(Please refer to the previous post to read the poem.)
First of all, I have changed my screen name. You may have noticed. I decided to use my first, rather than my middle name. It's going to stay that way, so don't be concerned that I'm flaking out :-)
"The real writer is one / who really writes." That's what Piercy's poem asserts. If this is true, then I am a real writer today. I have completed over 2500 words of my novel for NaNoWriMo, on my way to finishing 50,000 words by November 30. Now I only have to do that twenty more times. Well, that makes it sound kinda hard.
Anyway, I wonder about this line in the poem. I believe, as Julia Cameron states in her book _The Right to Write_, that everyone, indeed, does have the right to write. If you write you are a writer. But--what about expecations of professionalism? Do we need to make a distinction between writing as a hobby, writing as a profession, and writing as an aspiring professional? How much does earning a publishing credit or paycheck add to one's credibilty as a writer?
I think these things matter most to people we don't know--or who don't know us. My father was sorely disappointed when I studied music in college--voice and piano. He couldn't believe I didn't want to follow in his engineering footsteps, and he frequently referred to my classes as "bunny courses." I knew he wouldn't last a week in music theory, but whatever.

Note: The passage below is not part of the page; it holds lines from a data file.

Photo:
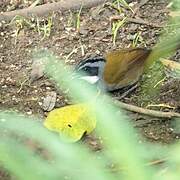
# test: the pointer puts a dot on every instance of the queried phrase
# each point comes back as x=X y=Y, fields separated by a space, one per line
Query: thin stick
x=45 y=9
x=136 y=21
x=148 y=112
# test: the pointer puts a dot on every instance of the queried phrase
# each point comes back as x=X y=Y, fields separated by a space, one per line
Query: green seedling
x=138 y=39
x=78 y=22
x=123 y=3
x=44 y=29
x=20 y=23
x=115 y=28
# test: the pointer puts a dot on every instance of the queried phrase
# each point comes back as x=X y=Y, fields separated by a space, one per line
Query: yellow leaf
x=71 y=121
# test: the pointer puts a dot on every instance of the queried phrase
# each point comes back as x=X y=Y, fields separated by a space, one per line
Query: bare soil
x=19 y=94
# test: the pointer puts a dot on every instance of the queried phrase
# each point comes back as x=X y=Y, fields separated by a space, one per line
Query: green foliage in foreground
x=121 y=147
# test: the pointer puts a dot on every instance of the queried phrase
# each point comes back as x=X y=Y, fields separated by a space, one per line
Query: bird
x=116 y=70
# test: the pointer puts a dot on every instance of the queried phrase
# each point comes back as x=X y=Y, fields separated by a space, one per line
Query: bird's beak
x=90 y=79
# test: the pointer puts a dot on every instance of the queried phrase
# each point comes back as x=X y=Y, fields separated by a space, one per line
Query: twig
x=136 y=21
x=127 y=92
x=45 y=9
x=148 y=112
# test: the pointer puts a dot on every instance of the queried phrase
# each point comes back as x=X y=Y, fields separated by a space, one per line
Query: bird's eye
x=85 y=69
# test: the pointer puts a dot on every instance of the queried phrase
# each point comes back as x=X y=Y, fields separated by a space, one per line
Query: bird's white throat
x=90 y=79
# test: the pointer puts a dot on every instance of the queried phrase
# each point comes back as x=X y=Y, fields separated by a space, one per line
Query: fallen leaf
x=72 y=121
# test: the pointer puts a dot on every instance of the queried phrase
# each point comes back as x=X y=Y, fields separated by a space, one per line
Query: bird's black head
x=92 y=69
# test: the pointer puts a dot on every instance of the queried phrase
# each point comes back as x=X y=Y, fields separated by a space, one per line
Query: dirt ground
x=95 y=36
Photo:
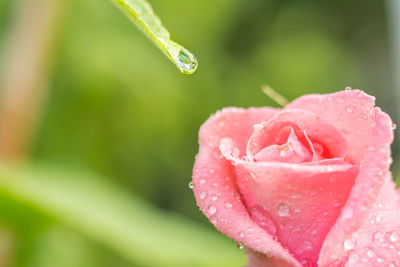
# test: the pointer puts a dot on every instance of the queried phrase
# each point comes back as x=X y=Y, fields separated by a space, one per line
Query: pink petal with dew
x=215 y=186
x=350 y=111
x=374 y=168
x=377 y=242
x=302 y=201
x=256 y=259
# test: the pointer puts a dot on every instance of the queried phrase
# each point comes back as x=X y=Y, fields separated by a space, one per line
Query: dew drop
x=283 y=210
x=347 y=213
x=235 y=152
x=203 y=194
x=187 y=62
x=353 y=258
x=307 y=245
x=239 y=246
x=212 y=209
x=349 y=244
x=296 y=196
x=336 y=203
x=190 y=184
x=394 y=236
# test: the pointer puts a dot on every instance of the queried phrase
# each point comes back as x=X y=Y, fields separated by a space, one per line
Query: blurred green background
x=102 y=179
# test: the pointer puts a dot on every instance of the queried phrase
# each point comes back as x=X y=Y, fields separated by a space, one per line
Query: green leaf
x=140 y=12
x=111 y=216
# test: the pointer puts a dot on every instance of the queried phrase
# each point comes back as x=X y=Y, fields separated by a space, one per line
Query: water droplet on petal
x=394 y=236
x=371 y=254
x=296 y=196
x=235 y=152
x=190 y=185
x=349 y=244
x=307 y=245
x=336 y=203
x=353 y=258
x=283 y=210
x=212 y=209
x=347 y=213
x=203 y=194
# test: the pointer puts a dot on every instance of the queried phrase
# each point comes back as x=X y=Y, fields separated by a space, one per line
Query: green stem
x=141 y=13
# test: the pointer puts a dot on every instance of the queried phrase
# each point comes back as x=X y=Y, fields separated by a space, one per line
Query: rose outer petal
x=374 y=168
x=214 y=181
x=377 y=242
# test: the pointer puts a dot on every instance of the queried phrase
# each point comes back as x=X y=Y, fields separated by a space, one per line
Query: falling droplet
x=283 y=210
x=190 y=185
x=187 y=62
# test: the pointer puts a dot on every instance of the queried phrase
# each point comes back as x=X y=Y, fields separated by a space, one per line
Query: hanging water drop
x=187 y=62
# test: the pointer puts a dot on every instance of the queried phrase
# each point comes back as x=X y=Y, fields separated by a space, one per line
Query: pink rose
x=307 y=185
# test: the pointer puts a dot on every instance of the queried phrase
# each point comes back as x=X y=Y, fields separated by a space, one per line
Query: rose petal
x=316 y=129
x=351 y=111
x=215 y=186
x=302 y=200
x=377 y=242
x=256 y=259
x=373 y=170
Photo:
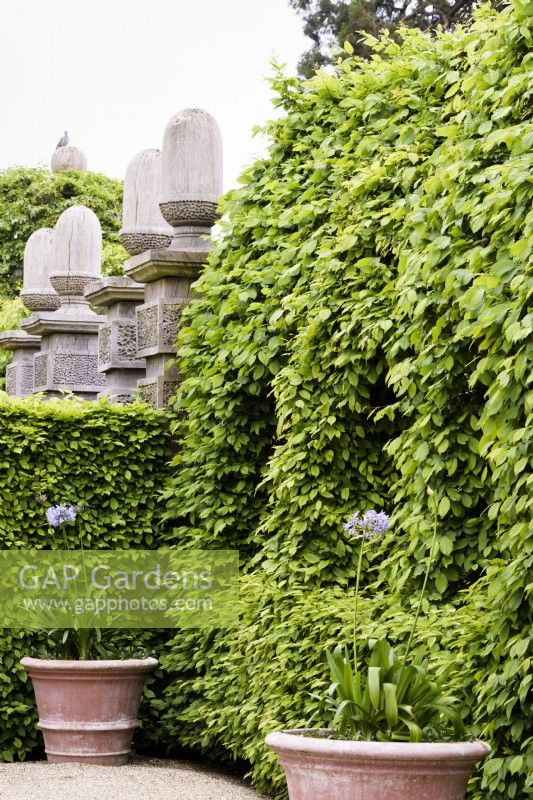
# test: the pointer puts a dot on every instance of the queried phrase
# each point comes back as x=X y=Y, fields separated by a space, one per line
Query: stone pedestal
x=117 y=336
x=19 y=374
x=167 y=275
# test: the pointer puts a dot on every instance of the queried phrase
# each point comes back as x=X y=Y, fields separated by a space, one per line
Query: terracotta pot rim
x=295 y=740
x=89 y=665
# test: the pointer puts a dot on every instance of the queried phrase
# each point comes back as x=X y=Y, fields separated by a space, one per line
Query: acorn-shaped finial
x=77 y=253
x=68 y=157
x=192 y=172
x=143 y=227
x=38 y=293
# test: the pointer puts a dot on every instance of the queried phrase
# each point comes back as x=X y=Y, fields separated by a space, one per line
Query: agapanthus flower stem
x=433 y=501
x=356 y=602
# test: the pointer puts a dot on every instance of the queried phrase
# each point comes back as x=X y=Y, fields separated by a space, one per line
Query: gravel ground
x=141 y=779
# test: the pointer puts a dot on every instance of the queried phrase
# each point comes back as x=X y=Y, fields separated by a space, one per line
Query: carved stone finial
x=69 y=336
x=77 y=254
x=37 y=292
x=143 y=227
x=192 y=176
x=68 y=157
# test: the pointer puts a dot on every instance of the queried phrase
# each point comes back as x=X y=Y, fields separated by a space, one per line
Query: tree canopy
x=331 y=22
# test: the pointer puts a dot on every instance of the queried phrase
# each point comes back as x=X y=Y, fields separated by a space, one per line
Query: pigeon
x=63 y=141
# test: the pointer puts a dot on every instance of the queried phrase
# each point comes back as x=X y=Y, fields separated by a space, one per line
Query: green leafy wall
x=111 y=459
x=364 y=332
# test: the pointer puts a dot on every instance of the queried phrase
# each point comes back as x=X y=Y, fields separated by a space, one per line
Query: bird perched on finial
x=63 y=141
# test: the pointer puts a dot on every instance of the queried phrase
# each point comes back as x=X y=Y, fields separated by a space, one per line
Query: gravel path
x=142 y=779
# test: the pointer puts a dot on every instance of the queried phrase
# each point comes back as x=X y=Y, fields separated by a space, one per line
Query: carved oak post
x=192 y=185
x=37 y=294
x=69 y=336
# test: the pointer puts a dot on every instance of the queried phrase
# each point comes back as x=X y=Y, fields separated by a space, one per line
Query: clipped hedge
x=364 y=332
x=33 y=198
x=112 y=460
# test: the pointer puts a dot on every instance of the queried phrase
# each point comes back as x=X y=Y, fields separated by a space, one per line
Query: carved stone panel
x=76 y=369
x=126 y=341
x=104 y=344
x=146 y=327
x=157 y=327
x=171 y=316
x=25 y=386
x=40 y=366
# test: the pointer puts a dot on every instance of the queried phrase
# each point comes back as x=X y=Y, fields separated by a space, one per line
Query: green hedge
x=112 y=460
x=363 y=332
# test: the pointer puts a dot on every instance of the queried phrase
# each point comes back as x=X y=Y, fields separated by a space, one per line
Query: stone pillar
x=192 y=185
x=117 y=337
x=37 y=295
x=68 y=360
x=143 y=227
x=19 y=374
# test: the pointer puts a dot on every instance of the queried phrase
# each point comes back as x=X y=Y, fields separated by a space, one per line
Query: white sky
x=112 y=72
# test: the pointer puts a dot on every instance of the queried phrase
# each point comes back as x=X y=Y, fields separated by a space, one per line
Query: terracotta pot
x=88 y=709
x=318 y=768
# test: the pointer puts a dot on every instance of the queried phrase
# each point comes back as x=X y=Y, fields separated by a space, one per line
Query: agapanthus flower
x=370 y=525
x=57 y=515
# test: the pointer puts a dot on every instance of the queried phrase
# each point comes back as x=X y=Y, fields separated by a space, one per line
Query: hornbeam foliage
x=364 y=332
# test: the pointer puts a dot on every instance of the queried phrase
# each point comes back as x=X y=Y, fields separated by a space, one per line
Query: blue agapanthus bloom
x=57 y=515
x=370 y=525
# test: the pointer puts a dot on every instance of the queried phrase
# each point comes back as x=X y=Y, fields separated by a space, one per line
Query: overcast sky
x=112 y=72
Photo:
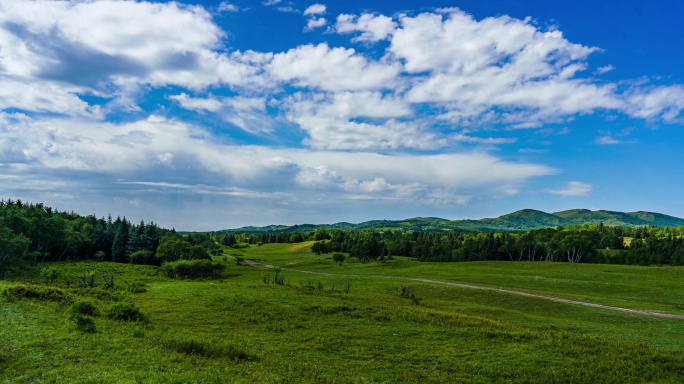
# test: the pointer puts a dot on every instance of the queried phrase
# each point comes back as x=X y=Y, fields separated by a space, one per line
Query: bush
x=49 y=275
x=124 y=311
x=338 y=258
x=84 y=307
x=193 y=269
x=34 y=292
x=137 y=287
x=83 y=323
x=142 y=257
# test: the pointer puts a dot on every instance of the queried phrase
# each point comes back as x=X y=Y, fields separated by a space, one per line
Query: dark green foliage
x=125 y=312
x=13 y=246
x=83 y=323
x=175 y=247
x=338 y=257
x=49 y=275
x=142 y=257
x=522 y=220
x=84 y=307
x=35 y=233
x=137 y=287
x=193 y=269
x=19 y=292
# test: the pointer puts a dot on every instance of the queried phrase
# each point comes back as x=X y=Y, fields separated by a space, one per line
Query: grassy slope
x=293 y=333
x=522 y=220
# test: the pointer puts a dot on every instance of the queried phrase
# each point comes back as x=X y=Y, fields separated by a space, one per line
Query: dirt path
x=482 y=287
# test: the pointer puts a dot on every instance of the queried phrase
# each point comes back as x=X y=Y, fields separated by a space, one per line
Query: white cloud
x=189 y=153
x=316 y=9
x=663 y=102
x=106 y=46
x=607 y=140
x=604 y=69
x=572 y=189
x=314 y=23
x=498 y=62
x=227 y=7
x=210 y=104
x=44 y=96
x=248 y=113
x=372 y=27
x=480 y=140
x=332 y=69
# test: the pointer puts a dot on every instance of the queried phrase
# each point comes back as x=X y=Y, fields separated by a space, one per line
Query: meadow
x=360 y=323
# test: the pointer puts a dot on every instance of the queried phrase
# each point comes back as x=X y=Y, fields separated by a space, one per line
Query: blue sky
x=206 y=115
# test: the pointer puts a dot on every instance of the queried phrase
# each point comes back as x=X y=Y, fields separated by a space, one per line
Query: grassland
x=240 y=329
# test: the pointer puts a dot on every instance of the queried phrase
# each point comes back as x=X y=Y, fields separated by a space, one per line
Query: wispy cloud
x=572 y=189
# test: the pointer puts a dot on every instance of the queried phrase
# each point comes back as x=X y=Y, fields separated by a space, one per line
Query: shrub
x=192 y=269
x=124 y=311
x=338 y=258
x=100 y=256
x=142 y=257
x=137 y=287
x=84 y=307
x=49 y=275
x=83 y=323
x=34 y=292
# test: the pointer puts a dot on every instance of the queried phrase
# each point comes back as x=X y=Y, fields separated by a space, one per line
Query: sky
x=204 y=115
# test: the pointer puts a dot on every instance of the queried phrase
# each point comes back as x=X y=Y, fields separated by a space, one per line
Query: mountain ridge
x=522 y=220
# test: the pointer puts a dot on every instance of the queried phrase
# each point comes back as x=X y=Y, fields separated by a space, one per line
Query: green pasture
x=242 y=328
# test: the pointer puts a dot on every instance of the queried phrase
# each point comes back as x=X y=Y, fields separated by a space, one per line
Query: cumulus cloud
x=227 y=7
x=134 y=148
x=248 y=113
x=331 y=69
x=88 y=47
x=607 y=140
x=210 y=104
x=367 y=123
x=664 y=102
x=372 y=27
x=604 y=69
x=572 y=189
x=314 y=23
x=316 y=9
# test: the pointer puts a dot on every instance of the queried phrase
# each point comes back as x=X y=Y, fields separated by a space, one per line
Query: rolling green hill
x=517 y=221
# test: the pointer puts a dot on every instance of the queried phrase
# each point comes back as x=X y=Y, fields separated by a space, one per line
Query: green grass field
x=239 y=329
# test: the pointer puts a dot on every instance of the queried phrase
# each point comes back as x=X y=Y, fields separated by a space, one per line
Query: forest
x=36 y=233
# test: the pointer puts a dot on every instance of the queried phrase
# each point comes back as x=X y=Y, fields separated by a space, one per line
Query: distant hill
x=517 y=221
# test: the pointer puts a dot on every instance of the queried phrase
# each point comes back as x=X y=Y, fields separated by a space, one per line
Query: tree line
x=37 y=233
x=588 y=243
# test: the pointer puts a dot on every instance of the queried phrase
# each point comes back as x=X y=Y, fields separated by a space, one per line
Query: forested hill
x=522 y=220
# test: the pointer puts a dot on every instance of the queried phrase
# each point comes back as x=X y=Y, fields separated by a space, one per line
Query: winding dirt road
x=482 y=287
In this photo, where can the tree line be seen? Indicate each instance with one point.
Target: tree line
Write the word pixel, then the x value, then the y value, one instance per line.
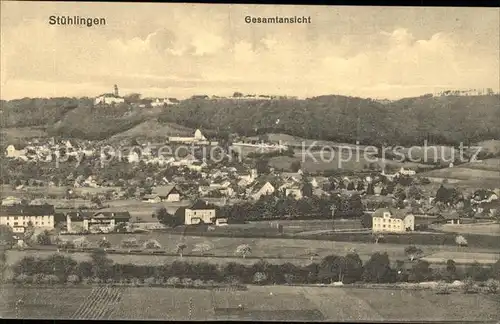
pixel 334 268
pixel 447 120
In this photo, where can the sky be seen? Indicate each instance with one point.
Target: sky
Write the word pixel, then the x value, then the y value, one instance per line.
pixel 180 50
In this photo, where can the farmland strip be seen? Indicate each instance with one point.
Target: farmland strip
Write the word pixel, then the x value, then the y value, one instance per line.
pixel 94 302
pixel 78 313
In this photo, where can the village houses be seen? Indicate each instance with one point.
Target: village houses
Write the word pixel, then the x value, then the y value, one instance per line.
pixel 19 216
pixel 392 220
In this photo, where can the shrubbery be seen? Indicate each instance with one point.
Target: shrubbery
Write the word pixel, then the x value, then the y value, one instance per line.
pixel 346 269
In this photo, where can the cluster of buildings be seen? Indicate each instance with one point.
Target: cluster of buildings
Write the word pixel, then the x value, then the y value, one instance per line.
pixel 113 98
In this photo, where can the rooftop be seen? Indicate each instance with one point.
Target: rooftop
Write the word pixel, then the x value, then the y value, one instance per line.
pixel 395 213
pixel 27 210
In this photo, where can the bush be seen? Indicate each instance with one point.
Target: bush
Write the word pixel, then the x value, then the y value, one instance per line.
pixel 149 281
pixel 130 242
pixel 23 279
pixel 38 278
pixel 187 282
pixel 81 242
pixel 460 240
pixel 104 244
pixel 152 244
pixel 44 238
pixel 492 286
pixel 73 279
pixel 173 281
pixel 198 283
pixel 469 286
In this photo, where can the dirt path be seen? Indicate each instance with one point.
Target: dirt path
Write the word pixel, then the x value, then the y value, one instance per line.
pixel 338 305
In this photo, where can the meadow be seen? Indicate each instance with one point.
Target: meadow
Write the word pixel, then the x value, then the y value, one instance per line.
pixel 480 228
pixel 463 258
pixel 286 303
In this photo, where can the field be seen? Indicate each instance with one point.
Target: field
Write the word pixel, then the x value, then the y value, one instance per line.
pixel 7 190
pixel 316 161
pixel 142 211
pixel 154 129
pixel 463 258
pixel 257 303
pixel 274 250
pixel 17 135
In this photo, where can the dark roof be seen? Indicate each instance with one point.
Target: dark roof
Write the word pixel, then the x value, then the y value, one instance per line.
pixel 483 194
pixel 122 215
pixel 492 204
pixel 164 191
pixel 108 95
pixel 201 204
pixel 395 213
pixel 27 210
pixel 78 215
pixel 450 215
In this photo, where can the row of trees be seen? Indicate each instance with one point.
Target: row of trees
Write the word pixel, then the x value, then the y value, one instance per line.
pixel 346 269
pixel 406 122
pixel 279 207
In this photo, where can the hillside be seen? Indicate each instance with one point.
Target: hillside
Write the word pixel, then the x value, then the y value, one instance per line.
pixel 484 174
pixel 410 121
pixel 152 129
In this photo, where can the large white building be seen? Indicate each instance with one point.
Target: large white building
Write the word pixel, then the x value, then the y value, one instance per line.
pixel 392 220
pixel 108 99
pixel 197 138
pixel 19 216
pixel 12 152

I was not a musician in his eyes. I had been training in classical piano since I was eight, and voice since I was ten. But, to him, I was not a musician. I had no "professional"credits. Only when I started to accompany and sing at weddings did that shift a little. A little.
My husband says I am a writer. So far, I have published only one short story, won an honorable mention in a small contest, and I recently sent off five poems to a poetry contest. Am I a writer? He thinks so. Because he has been watching me write for years. He knows its priority in my life. (He thinks I'm a musician, too.)